By Chris Neidenberg / Reporter
EAST RUTHERFORD (Nov. 26, 2009) — In the works for roughly two years, a contractor recently broke ground on a new 44-space municipal parking lot off Park Avenue in East Rutherford, designed to attract shoppers and promote future business development, according to Mayor James Cassella.
On Sept. 15, the council awarded a $497,423 bid to Navka Construction Co. Inc., of Newark, for the project.
Including costs of the original land acquisition, demolition and bid for lot construction, taxpayers, from different sources, can expect to pay in excess of $2 million to make it happen. In terms of saving municipal taxes, at least for construction, $26,300 will be provided from a New Jersey Meadowlands Commission Downtown Program grant.

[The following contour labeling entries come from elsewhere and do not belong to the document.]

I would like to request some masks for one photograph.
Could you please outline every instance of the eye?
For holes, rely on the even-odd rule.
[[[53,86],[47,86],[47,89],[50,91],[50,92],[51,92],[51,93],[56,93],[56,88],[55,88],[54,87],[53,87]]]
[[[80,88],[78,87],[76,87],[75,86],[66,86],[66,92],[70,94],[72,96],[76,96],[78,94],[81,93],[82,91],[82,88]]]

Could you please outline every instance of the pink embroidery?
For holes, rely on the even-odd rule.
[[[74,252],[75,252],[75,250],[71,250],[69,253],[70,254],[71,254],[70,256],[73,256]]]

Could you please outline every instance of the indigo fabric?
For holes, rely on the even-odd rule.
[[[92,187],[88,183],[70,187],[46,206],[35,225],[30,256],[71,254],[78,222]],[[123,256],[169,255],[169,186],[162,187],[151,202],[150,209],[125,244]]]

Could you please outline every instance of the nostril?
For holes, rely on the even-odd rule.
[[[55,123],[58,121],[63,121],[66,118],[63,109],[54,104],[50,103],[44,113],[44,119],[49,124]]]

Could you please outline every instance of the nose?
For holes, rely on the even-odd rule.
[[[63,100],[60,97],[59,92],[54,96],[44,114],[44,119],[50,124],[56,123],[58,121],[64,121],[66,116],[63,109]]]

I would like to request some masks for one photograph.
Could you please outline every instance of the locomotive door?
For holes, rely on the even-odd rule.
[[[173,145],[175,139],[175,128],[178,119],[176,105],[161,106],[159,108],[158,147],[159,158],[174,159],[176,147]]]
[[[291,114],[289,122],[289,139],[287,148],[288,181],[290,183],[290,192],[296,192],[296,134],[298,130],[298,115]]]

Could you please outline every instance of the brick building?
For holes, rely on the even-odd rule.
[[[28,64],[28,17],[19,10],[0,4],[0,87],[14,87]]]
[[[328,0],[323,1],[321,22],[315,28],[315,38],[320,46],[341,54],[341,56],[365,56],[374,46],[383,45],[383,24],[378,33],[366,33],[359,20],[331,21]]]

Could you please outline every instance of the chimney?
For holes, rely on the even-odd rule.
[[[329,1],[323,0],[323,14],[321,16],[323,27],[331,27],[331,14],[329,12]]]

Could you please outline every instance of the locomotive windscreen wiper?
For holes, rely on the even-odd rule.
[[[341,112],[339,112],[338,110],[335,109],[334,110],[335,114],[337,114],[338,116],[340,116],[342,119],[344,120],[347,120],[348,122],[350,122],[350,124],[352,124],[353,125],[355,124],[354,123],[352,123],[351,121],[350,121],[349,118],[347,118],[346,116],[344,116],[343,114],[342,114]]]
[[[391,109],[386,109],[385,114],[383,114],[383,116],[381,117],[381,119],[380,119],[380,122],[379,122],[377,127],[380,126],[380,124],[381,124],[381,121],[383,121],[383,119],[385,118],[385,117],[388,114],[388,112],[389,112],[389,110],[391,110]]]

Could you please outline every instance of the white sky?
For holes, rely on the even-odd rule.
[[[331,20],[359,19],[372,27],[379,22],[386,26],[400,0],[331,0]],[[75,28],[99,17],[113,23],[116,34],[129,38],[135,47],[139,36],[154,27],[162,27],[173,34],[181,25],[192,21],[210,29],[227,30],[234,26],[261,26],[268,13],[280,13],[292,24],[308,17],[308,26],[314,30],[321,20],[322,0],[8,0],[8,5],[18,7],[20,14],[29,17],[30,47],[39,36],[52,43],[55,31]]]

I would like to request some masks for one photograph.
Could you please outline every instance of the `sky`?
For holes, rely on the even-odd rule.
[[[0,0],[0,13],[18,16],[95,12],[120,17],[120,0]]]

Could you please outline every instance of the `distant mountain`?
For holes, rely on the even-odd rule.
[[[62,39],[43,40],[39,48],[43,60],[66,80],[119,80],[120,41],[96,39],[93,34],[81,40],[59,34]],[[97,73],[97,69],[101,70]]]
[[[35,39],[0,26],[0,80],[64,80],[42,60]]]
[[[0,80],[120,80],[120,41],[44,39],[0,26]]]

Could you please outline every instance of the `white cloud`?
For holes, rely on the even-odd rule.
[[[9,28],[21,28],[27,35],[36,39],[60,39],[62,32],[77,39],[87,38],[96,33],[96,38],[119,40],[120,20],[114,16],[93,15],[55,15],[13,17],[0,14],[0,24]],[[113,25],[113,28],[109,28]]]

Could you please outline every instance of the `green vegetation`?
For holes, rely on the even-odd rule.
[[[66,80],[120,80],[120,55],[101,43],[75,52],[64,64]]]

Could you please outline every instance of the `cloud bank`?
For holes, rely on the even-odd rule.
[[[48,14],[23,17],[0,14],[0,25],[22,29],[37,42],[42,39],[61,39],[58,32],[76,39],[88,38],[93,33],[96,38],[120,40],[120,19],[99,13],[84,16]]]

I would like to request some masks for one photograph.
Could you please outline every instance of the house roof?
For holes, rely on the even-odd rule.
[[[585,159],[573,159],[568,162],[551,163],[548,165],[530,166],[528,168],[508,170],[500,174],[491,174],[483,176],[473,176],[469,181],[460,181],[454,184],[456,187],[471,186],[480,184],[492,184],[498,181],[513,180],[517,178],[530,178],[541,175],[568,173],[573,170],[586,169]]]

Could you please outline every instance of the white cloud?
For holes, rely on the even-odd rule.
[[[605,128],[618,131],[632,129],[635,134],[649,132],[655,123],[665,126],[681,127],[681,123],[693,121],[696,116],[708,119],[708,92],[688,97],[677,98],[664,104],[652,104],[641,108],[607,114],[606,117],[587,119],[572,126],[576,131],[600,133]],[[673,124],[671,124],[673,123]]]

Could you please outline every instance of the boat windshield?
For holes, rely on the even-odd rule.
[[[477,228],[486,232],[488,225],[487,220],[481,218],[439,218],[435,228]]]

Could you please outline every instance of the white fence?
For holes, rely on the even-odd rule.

Cassella noted that the old Park City Grill site, formerly housed at 125-127 Park Ave. near the Paterson Avenue intersection, will become a paved, off-street parking site. It will contain 42 regular and two handicapped spaces.
The mayor said the site will offer ingress and egress to the rear, at Boiling Springs Avenue, and “a small paved foot path” leading out to Park.
He added the site will be fenced and landscaped, with “some green space.” In fact, according to the contract’s summary of work, this locale will also have a bocce court, some (commemorative) plaques and handicap-accessible ramps.
Further, project specifications require installing lighting, “ornamental metal works,” storm sewers, an underground detention basin, as well as circuitry and underground conduits to supply electricity, and various other activities, including masonry work and utility pole relocation.
“If the weather holds throughout the winter, I’m optimistic we can get this site up and running in a couple of months,” Cassella said.
Under terms, Navka must finish the job within 150 days of the contract’s execution. Since the groundbreaking, workers have been busy converting the former building’s foundation into its new use.
“The area had businesses in East Rutherford before there were even cars,” said the mayor. “Now we want to make it easier for people who have cars to do business with our local merchants.”
In an e-mail, John Giancaspro, executive assistant to the mayor and council, wrote that enforcing time constraints is still a policy call the council must iron out. The borough has no metered parking.
“Planned enforcement and constraints have been discussed preliminarily,” he wrote, “but nothing is finalized. Before the facility is completed and opened to the public, it is likely the council will adopt an ordinance regulating the use of the facility and any constraints.”
Elected officials have already complained that New York-bound bus and train commuters, from other communities, gobble up on-street parking. On parts of Union Avenue, near the Rutherford Train Station, it imposed restrictions last year aimed at curbing this practice.
Cassella assured the location was carefully thought out, once the municipality bought property from the owners of the former bar and restaurant tract for roughly $1.4 million. Workers cleaned out the former building in late 2007; it was demolished for $112,500 early in the spring of 2008.
Borough officials had complained the former business, a popular night spot, was a constant source of complaints and noise, which will be eliminated with the new use.
At the borough council’s Nov. 16 meeting, the mayor even opposed granting the former site’s owners a “pocket,” or inactive, liquor license, which state law lets them continue holding for possible transfer, even though the business has essentially disappeared.
The council unanimously extended the non-operational license for a year. This, after Borough Attorney Richard Allen advised not doing so could expose it to potential “aggressive litigation” in the interim. Allen said officials could still block reactivating the license in the future.